Personal information
- Nationality: Belarus
- Born: September 25, 1984 (age 41)

Sport
- Sport: Swimming

Medal record
Representing Belarus
Women's Swimming
| Event | 1st | 2nd | 3rd |
| Deaflympics | 14 | 8 | 6 |
Deaflympics
| Gold medal – first place | Melbourne 2005 | 200m individual medley |
| Gold medal – first place | Taipei 2009 | 100m breaststroke |
| Gold medal – first place | Taipei 2009 | 200m breaststroke |
| Gold medal – first place | Taipei 2009 | 200m individual medley |
| Gold medal – first place | Taipei 2009 | 4x100m medley relay |
| Gold medal – first place | Sofia 2013 | 50m breaststroke |
| Gold medal – first place | Sofia 2013 | 4x100m freestyle relay |
| Gold medal – first place | Sofia 2013 | 50m freestyle |
| Gold medal – first place | Sofia 2013 | 200m breaststroke |
| Gold medal – first place | Sofia 2013 | 200m medley relay |
| Gold medal – first place | Sofia 2013 | 4x100m medley relay |
| Gold medal – first place | Samsun 2017 | 100m breaststroke |
| Gold medal – first place | Samsun 2017 | 200m breaststroke |
| Gold medal – first place | Samsun 2017 | 50m breaststroke |
| Silver medal – second place | Melbourne 2005 | 100m freestyle |
| Silver medal – second place | Melbourne 2005 | 4x100m freestyle relay |
| Silver medal – second place | Melbourne 2005 | 50m breaststroke |
| Silver medal – second place | Melbourne 2005 | 100m breaststroke |
| Silver medal – second place | Sofia 2013 | 50m breaststroke |
| Silver medal – second place | Taipei 2009 | 50m freestyle |
| Silver medal – second place | Samsun 2017 | 4×100m freestyle relay |
| Silver medal – second place | Samsun 2017 | 4×100 medley relay |
| Bronze medal – third place | Rome 2001 | 4x100m freestyle relay |
| Bronze medal – third place | Melbourne 2005 | 4x100m medley relay |
| Bronze medal – third place | Melbourne 2005 | 4x200m freestyle relay |
| Bronze medal – third place | Melbourne 2005 | 200m freestyle |
| Bronze medal – third place | Melbourne 2005 | 200m breaststroke |
| Bronze medal – third place | Taipei 2009 | 4x100m freestyle relay |

= Aksana Petrushenka =

Belarusian swimmer

Aksana Petrushenka also spelt as Oksana Petrushenka (born 25 September 1984) is a Belarusian deaf swimmer who is also a current world record holder among deaf swimmers in women's 100m and 200m breaststroke. She has represented Belarus at the Deaflympics in five occasions in 2001, 2005, 2009, 2013 and 2017. She is considered to be the second most decorated woman in Deaflympics history with a record haul of 28 medals, which is second highest among women in Deaflympics after Cindy-Lu Bailey.

== Career ==
She made her Deaflympic debut at the 2001 Summer Deaflympics and claimed her first Deaflympic medal in the same multi-sport event which was a bronze in the women's 4 × 100 m freestyle relay. She claimed her first Deaflympic gold medal at the 2005 Summer Deaflympics in the women's 200m individual medley.

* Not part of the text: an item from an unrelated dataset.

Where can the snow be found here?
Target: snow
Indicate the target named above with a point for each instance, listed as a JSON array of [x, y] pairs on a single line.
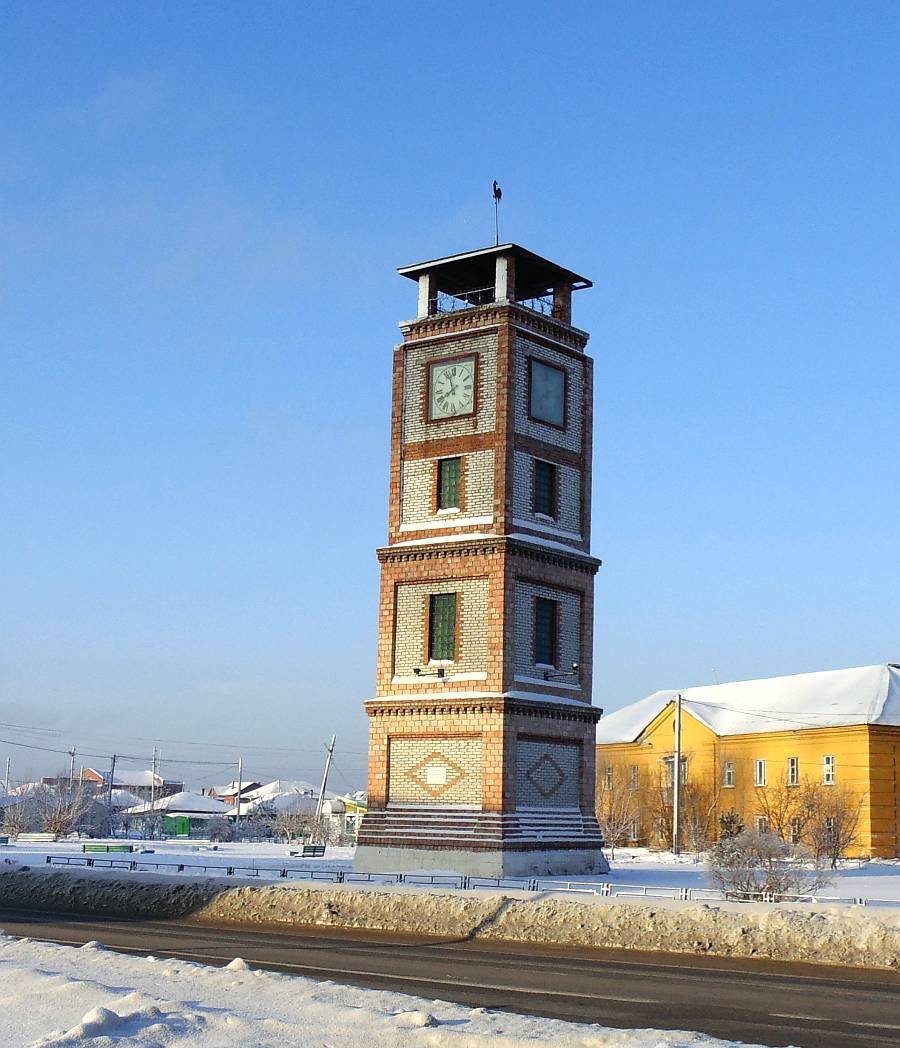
[[878, 879], [831, 698], [63, 996]]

She was awarded the ICSD Deaf Sportswoman of the Year Award in 2009 by the International Committee of Sports for the Deaf for her medal success at the 2009 Summer Deaflympics where she bagged six medals including four gold medals. On 8 August 2011, she set a new world record as well as World Deaf Championship record in women's 200m breaststroke among deaf during the World Deaf Swimming Championships.

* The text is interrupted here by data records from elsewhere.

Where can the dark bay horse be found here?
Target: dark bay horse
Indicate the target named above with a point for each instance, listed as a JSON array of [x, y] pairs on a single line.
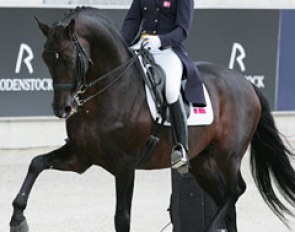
[[98, 89]]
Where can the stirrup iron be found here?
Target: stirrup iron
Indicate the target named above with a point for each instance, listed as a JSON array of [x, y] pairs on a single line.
[[179, 156]]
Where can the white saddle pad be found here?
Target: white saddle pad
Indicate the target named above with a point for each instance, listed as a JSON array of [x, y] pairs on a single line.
[[199, 116]]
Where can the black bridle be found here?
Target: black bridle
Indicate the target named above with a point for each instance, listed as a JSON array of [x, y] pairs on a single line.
[[80, 86]]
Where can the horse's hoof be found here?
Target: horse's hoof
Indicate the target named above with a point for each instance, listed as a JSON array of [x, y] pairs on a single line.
[[22, 227]]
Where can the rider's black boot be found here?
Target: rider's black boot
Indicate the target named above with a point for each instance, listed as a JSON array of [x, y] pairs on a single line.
[[179, 156]]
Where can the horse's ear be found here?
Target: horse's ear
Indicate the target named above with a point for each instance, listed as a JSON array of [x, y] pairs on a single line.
[[43, 27], [70, 29]]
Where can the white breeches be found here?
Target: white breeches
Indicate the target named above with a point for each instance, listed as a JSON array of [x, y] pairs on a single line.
[[173, 68]]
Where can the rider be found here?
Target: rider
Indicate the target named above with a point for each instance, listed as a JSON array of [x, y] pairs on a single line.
[[164, 25]]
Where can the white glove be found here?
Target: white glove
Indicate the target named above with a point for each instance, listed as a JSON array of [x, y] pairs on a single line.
[[153, 43]]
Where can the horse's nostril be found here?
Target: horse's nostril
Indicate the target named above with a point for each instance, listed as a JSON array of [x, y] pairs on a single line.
[[68, 109]]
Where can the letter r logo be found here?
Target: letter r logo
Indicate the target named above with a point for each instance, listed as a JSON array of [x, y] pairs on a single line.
[[237, 57], [26, 60]]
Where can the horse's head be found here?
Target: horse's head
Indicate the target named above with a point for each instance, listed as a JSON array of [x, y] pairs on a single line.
[[67, 62]]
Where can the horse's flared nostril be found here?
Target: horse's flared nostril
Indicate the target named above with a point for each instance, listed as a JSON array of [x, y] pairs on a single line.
[[68, 109]]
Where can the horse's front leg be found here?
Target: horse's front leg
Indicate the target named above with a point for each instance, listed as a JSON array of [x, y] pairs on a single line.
[[60, 159], [124, 192], [38, 164]]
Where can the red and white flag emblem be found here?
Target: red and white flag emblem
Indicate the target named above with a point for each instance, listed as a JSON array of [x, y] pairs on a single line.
[[167, 4]]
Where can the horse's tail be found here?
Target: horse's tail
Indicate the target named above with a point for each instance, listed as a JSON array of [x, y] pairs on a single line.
[[270, 160]]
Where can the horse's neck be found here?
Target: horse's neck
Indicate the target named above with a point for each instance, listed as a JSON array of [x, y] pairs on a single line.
[[128, 91]]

She also received the EDSO Sportswoman of the Year award in 2013 from the European Deaf Sports Organisation mainly for her performances at the 2013 Summer Deaflympics where she clinched seven medals including six gold medals.

On 11 August 2015, she broke her own deaf world record in women's 100m breaststroke during the 2015 World Deaf Swimming Championships. She also claimed three gold medals in the 2017 Summer Deaflympics.